Betty Friedan died earlier this year, on her eighty-fifth birthday. You can hear more about her life and work Sunday on the Special English program People in America.
Los Lonely Boys
The group called Los Lonely Boys has a new record called "Sacred." Mario Ritter tells about the album and plays a few songs.
Critics say "Sacred" is a lively combination of dance songs and love songs that have great guitar playing and rich vocals.
The three Garza brothers in Los Lonely Boys are from Texas. Their father, Enrique Garza, taught the boys how to play all their instruments. He also let them play in his band while they were growing up.
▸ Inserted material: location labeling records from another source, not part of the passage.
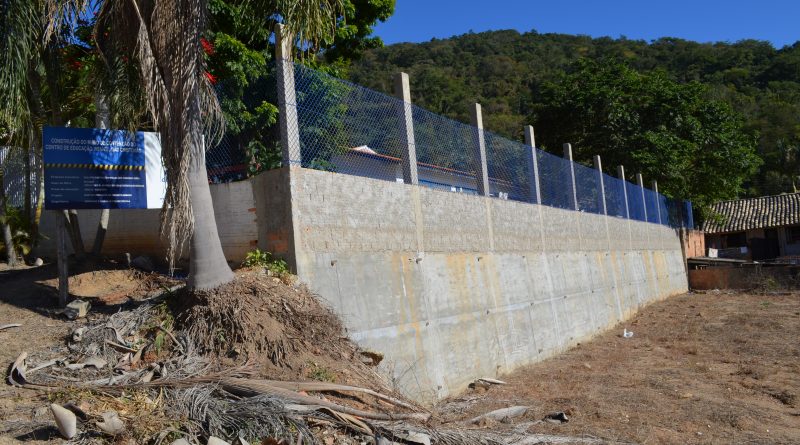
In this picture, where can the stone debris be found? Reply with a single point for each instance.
(77, 309)
(111, 424)
(504, 415)
(66, 421)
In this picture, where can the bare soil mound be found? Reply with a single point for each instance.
(281, 328)
(111, 287)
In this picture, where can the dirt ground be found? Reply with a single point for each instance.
(715, 367)
(701, 368)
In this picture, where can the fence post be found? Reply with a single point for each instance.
(602, 193)
(533, 165)
(658, 201)
(287, 102)
(621, 175)
(568, 156)
(402, 90)
(481, 168)
(640, 181)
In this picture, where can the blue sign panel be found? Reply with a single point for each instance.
(87, 168)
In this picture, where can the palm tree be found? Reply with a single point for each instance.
(153, 68)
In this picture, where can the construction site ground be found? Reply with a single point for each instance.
(714, 367)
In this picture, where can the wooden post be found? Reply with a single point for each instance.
(621, 175)
(481, 168)
(101, 120)
(640, 180)
(402, 91)
(568, 156)
(533, 166)
(287, 102)
(601, 195)
(658, 201)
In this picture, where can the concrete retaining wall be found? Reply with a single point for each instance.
(136, 231)
(449, 286)
(453, 286)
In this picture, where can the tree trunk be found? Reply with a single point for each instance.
(35, 141)
(8, 239)
(75, 236)
(101, 120)
(207, 265)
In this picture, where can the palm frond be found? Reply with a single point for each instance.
(18, 45)
(62, 16)
(311, 22)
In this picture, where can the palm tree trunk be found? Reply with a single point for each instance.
(101, 120)
(207, 265)
(8, 239)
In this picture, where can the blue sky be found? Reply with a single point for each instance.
(777, 21)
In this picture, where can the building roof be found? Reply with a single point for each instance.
(754, 213)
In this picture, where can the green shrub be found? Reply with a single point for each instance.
(258, 258)
(21, 232)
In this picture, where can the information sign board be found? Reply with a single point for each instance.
(91, 168)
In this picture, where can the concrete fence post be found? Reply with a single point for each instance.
(601, 194)
(533, 166)
(640, 181)
(402, 91)
(481, 167)
(621, 176)
(287, 102)
(658, 201)
(568, 156)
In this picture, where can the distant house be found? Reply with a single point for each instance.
(761, 228)
(364, 161)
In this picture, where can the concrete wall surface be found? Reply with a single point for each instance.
(136, 231)
(453, 286)
(449, 286)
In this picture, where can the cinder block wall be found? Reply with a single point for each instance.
(452, 287)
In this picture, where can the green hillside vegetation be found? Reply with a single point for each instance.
(708, 121)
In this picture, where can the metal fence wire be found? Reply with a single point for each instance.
(19, 170)
(349, 129)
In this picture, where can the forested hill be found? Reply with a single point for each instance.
(604, 93)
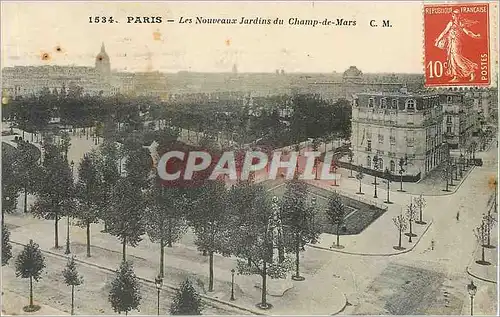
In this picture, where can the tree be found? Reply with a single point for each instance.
(6, 247)
(387, 176)
(138, 165)
(71, 278)
(359, 177)
(10, 188)
(402, 164)
(351, 157)
(88, 194)
(411, 214)
(296, 220)
(109, 170)
(55, 197)
(124, 295)
(125, 214)
(420, 203)
(400, 223)
(256, 241)
(186, 301)
(489, 222)
(481, 233)
(28, 169)
(336, 212)
(30, 264)
(164, 220)
(447, 169)
(376, 165)
(65, 143)
(211, 223)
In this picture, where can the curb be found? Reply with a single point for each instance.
(456, 187)
(375, 254)
(343, 307)
(171, 287)
(467, 269)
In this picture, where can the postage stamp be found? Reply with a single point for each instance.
(457, 45)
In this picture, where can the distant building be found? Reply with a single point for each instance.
(395, 125)
(460, 118)
(98, 80)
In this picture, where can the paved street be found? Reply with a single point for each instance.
(371, 284)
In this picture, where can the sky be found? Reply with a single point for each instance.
(32, 29)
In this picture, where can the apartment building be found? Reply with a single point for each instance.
(398, 125)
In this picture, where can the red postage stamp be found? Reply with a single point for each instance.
(457, 51)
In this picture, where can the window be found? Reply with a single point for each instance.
(411, 105)
(370, 103)
(392, 138)
(410, 140)
(380, 138)
(394, 104)
(383, 103)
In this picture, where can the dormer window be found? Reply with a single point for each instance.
(383, 103)
(371, 102)
(394, 104)
(411, 105)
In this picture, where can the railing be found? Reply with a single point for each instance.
(380, 174)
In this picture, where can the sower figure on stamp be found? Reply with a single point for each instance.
(452, 40)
The boys honor their father on the album with a special guest appearance in this song, "Outlaws." The famous singer Willie Nelson also joins in.
The Garza brothers say their father taught them to always help each other while performing on stage. If one is having trouble with an instrument or makes a mistake, the other two just have to play harder. The main guitarist, Henry Garza, also says his father used to say, "If one string breaks, you still have five others."
Here is a hit single from "Sacred" called "Diamonds."
A music critic for the San Francisco Chronicle called Henry Garza, "the ball of fire at the center of Los Lonely Boys." We leave you now with the band and its burning hot guitar sound in another song from "Sacred," "Living My Life."
I'm Doug Johnson. I hope you enjoyed our program today.